God Loves Uganda Reviews
The only criticisms I'll give it is that they could have interviewed some American Christians who would have been opposed to what IHOP are doing, and they could have interviewed some Ugandan politicians.
But all in all it's a wonderfully shot film and worth seeing whatever your views are on the subject.
Should force you to rethink fundamentalism for all religions.
Secondly our cultures in Uganda DO NOT allow nor do they accept homosexuality , so Americans please respect out cultural moral values and stop implementing your wrongful ways of homosexuality in our land to push forward your political agendas while threatening to stop sending aid or international relations.
As a christian according to the bible it clearly states in Leviticus 18:22 You shall not lie with a male as with a woman; it is an abomination.
So what message are you preaching you so-called evangelists?
Please respect our decisions.
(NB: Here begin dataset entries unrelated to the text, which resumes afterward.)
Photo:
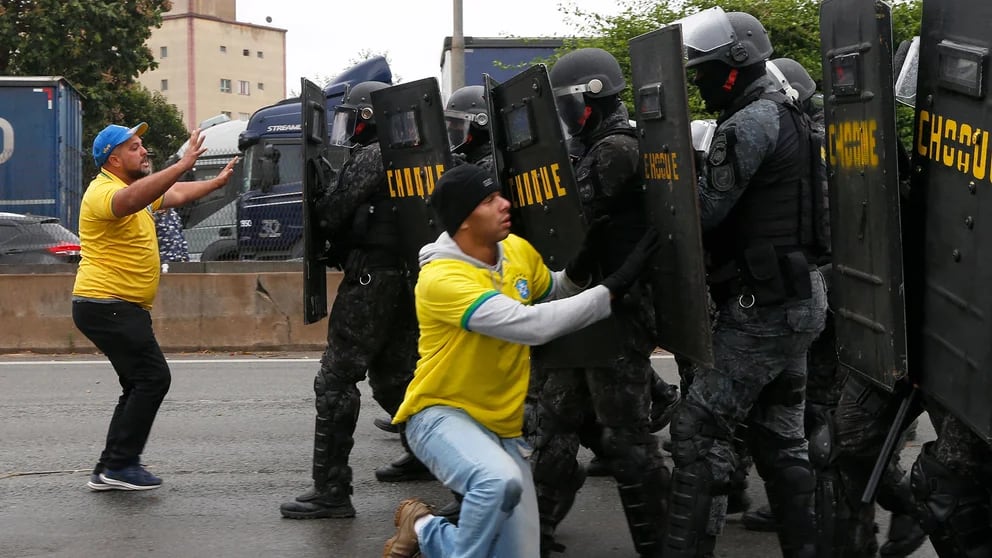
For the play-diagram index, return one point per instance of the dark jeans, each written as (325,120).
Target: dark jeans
(123,332)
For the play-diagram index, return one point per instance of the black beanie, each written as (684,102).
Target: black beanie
(458,192)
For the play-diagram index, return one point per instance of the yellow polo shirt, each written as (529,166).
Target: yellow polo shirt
(119,254)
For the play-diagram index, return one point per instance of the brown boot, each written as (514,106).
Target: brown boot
(404,543)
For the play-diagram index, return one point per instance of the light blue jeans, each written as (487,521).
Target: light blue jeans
(499,514)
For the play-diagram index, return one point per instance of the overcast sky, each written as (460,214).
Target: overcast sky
(324,38)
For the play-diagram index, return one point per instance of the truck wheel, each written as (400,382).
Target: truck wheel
(225,250)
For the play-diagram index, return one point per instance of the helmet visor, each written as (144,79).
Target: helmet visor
(343,125)
(571,104)
(458,124)
(706,31)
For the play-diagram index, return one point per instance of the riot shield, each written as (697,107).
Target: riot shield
(951,160)
(867,289)
(668,164)
(532,165)
(317,174)
(414,143)
(536,175)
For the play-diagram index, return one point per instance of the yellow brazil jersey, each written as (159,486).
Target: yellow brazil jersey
(485,376)
(119,255)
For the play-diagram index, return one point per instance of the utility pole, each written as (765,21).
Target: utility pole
(457,48)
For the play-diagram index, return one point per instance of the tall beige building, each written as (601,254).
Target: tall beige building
(210,64)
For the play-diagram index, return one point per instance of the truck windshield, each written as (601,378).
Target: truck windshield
(286,159)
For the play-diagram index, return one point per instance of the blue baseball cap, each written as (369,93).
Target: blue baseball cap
(112,136)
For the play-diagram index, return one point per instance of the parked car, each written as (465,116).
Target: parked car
(32,239)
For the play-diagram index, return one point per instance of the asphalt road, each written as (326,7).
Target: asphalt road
(233,440)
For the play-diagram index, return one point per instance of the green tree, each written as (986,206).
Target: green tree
(99,46)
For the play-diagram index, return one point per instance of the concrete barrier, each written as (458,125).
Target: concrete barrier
(221,306)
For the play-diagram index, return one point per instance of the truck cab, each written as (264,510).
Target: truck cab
(270,207)
(210,223)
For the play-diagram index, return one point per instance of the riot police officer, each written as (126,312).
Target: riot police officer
(847,420)
(467,121)
(603,404)
(770,296)
(372,328)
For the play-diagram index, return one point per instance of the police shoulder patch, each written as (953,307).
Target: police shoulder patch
(722,178)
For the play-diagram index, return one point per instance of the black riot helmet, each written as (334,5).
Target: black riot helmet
(736,39)
(354,119)
(466,117)
(725,51)
(581,77)
(797,77)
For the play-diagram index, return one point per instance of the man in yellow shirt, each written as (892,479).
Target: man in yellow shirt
(116,285)
(476,299)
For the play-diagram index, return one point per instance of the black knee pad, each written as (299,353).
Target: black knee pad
(693,430)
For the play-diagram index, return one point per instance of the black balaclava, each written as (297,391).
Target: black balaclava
(719,84)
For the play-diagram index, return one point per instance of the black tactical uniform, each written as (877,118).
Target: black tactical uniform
(603,404)
(755,191)
(372,327)
(846,421)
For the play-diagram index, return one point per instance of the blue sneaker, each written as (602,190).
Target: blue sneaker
(132,477)
(96,483)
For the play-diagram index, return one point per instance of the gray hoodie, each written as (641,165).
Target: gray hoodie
(567,307)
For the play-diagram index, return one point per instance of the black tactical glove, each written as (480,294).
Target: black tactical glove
(621,280)
(584,263)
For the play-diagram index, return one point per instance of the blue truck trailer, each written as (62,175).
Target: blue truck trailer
(41,156)
(270,211)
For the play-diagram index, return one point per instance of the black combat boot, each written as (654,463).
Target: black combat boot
(406,468)
(320,502)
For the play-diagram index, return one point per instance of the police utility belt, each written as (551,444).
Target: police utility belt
(762,276)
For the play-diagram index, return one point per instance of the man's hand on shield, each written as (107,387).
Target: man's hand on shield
(621,280)
(580,269)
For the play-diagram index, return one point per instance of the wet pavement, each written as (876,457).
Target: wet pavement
(232,441)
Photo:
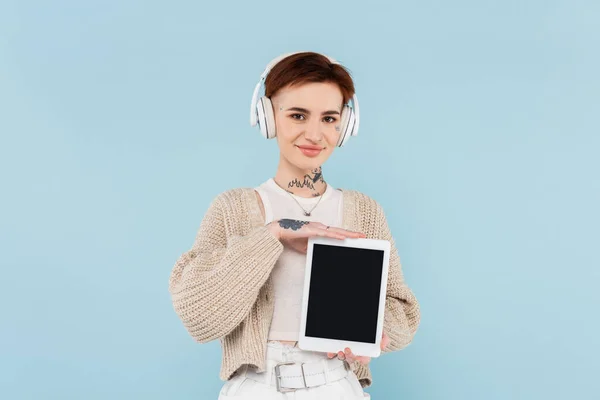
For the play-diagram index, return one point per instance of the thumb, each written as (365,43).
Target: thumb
(385,340)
No African comes to America to force our cultures on them. I am so upset with this documentary that stains Uganda the Pearl of Africa.
I found particularly intriguing the segments of earnest young evangelicals proselytizing to bemused Ugandans who don't seem to have any idea what these white kids are about and appear to just want them to be done and go away. When engaging street vendors, it's pretty obvious that the Ugandans are kept in the engagement economically because the kids are buying things from them and may buy more. We don't see what keeps the Ugandans engaged with the young missionaries when they are visited at their homes but I imagine that they are probably putting up with these kids because they also bring some sort of actual benefit in the form of goods or services.
The one disappointing flaw in the movie is the manner in which the International House of Prayer is introduced; beginning with a series of shots of run down or abandoned Kansas City storefronts bearing signs likely to elicit negative reactions in the movie's target audience and then moving directly from those disgust-inducing images, directly to IHOP, carrying over the elicited response to the new target. It's the same sort of disgust-induced morality ploy displayed later in the movie when a Ugandan politician uses images of gay men engaged in unusual and messy acts to elicit a visceral response against homosexuality from his audience. Williams isn't nearly as heavy handed, but it's the same technique.
Other than that, though, very well done.